Generic NHST recipe reminder

  1. Specify the null and alternative hypotheses (\(H_0\) and \(H_1\)) in terms of a population parameter \(\theta\).

  2. Specify the type I error rate – denoted by the symbol \(\alpha\) – you are willing to tolerate.

  3. Specify the sample statistic \(\widehat{\theta}\) that you will use to estimate the population parameter \(\theta\) in step 1 and state how it is distributed under the assumption that \(H_0\) is true.

  4. Obtain a random sample and use it to compute the sample statistic from step 3. Call this value \(\widehat{\theta}_{\text{obs}}\).

  5. If \(\widehat{\theta}_{\text{obs}}\) or a more extreme outcome is very unlikely to occur under the assumption that \(H_0\) is true, then reject \(H_0\). Otherwise, do not reject \(H_0\).

Shapiro-Wilk test (steps 1 and 2)

  • Specify hypotheses

\[ \begin{align*} &H_0: \text{Data are normally distributed} \\ &H_1: \text{Data are not normally distributed} \end{align*} \]

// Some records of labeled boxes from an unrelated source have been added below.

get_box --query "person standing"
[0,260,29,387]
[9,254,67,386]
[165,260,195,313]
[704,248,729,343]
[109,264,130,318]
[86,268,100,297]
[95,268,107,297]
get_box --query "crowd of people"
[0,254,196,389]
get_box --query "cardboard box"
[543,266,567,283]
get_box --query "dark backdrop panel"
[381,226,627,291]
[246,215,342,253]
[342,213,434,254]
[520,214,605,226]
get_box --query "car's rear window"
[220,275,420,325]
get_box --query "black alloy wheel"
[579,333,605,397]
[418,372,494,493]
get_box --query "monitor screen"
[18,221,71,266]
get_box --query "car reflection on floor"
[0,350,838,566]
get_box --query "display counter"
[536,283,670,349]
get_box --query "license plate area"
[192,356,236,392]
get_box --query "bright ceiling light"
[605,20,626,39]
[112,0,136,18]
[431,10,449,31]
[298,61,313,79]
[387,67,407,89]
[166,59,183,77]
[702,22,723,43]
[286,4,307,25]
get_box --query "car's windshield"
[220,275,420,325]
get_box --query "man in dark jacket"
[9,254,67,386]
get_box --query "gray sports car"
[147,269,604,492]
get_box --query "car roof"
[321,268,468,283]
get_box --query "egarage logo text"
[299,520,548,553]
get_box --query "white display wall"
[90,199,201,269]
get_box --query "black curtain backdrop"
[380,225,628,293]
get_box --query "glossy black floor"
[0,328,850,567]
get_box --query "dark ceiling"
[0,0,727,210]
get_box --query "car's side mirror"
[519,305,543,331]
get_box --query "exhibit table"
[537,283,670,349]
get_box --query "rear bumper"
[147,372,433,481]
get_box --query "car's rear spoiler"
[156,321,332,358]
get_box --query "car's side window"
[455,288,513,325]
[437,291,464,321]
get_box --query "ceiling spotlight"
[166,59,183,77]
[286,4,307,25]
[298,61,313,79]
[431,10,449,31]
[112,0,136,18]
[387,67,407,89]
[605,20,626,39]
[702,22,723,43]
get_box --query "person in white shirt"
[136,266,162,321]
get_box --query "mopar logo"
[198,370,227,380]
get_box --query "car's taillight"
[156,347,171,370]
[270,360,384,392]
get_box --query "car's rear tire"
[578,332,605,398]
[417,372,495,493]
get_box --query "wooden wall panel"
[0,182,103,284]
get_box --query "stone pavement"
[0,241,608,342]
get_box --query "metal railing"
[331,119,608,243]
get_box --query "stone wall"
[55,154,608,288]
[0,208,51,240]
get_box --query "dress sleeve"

  • Choose a significance level

    • Typically \(\alpha = 0.05\)

Shapiro-Wilk test (step 3)

-Choose a test statistic

\[ W = \frac{\left( \sum_{i=1}^{n} a_i x_{(i)} \right)^2}{\sum_{i=1}^{n} (x_i - \bar{x})^2} \]

  • The denominator reflects the total variance in your sample. Dividing by this makes \(W\) scale-invariant.

  • The weights \(a_i\) are chosen to reflect the positions you’d expect for the \(i\)th smallest, 2nd smallest, etc., values if you sampled from a normal distribution.

  • This makes the numerator reflects how well the sorted values in your sample match the pattern you’d expect if the data came from a normal distribution.

  • If your sorted data follow that normal pattern, \(W \approx 1\); Else \(W\) drops toward 0.

  • The sampling distribution of \(W\) under the null is not standard like the normal or \(t\). It is estimated for each sample size by repeatedly simulating samples from a normal distribution and calculating \(W\).

Example in R:

# Simulat RT data (positively skewed)
rt_data <- rexp(100, rate = 1/500)
shapiro.test(rt_data)
## 
##  Shapiro-Wilk normality test
## 
## data:  rt_data
## W = 0.86412, p-value = 4.09e-08
  • If \(p < \alpha\), reject \(H_0\) and conclude that the data are not normally distributed.

Low power in small samples: SW worse than many NHSTs

  • All NHSTs have reduced power with small \(n\)), but SW is especially vulnerable because it tests a complex composite hypothesis based on the entire shape of the distribution.

  • The null hypothesis in SW is broad and hard to falsify: E.g., data come from some normal distribution vs mean equals 0.

  • Small samples have noisy order statistics, and since SW relies on the ordering and spacing of values, this introduces more variability and weakens the signal.

Oversensitivity in large samples: SW worse than many NHSTs

  • Most NHSTs become more sensitive with increasing \(n\), but SW is unusually sensitive because:

  • It uses all the data (not just a central tendency).

  • It looks for any deviation from normality e.g. skew, kurtosis, slight multi-modality, etc.

  • But the SW test becomes more confident that your data aren’t perfectly normal,even if those deviations are unlikely to have a noticable influence on downstream analyses like t-tests or ANOVAs.

t-test is robust to violations of normality

  • Because of the CLT large samples (e.g., \(n \geq 30\)) lead to sampling distributions for the sample mean and corresponding \(t\) that are approximately normal, even if the population is not.

  • If the population is skewed or has outliers, the CLT convergence to normality is slower.

  • This means larger samples are required for the t-test to remain valid.

What does it mean to be robust?

Key takeaways

  • The t-test assumes independence, normality, and continuous measurement.

  • Independence is handled via good design.

  • Normality can be inspected visually and tested but neither method is perfect.

  • CLT causes robustness of the \(t\)-test but with heavy skew or large outliers, you may need much larger samples.

Alternatives when assumptions are violated

  • Use nonparametric tests (e.g., Wilcoxon signed-rank test)

  • Use robust methods (e.g., Bootstrapping)

  • Transform the data (e.g., log transformation)

  • All beyond the scope of this course!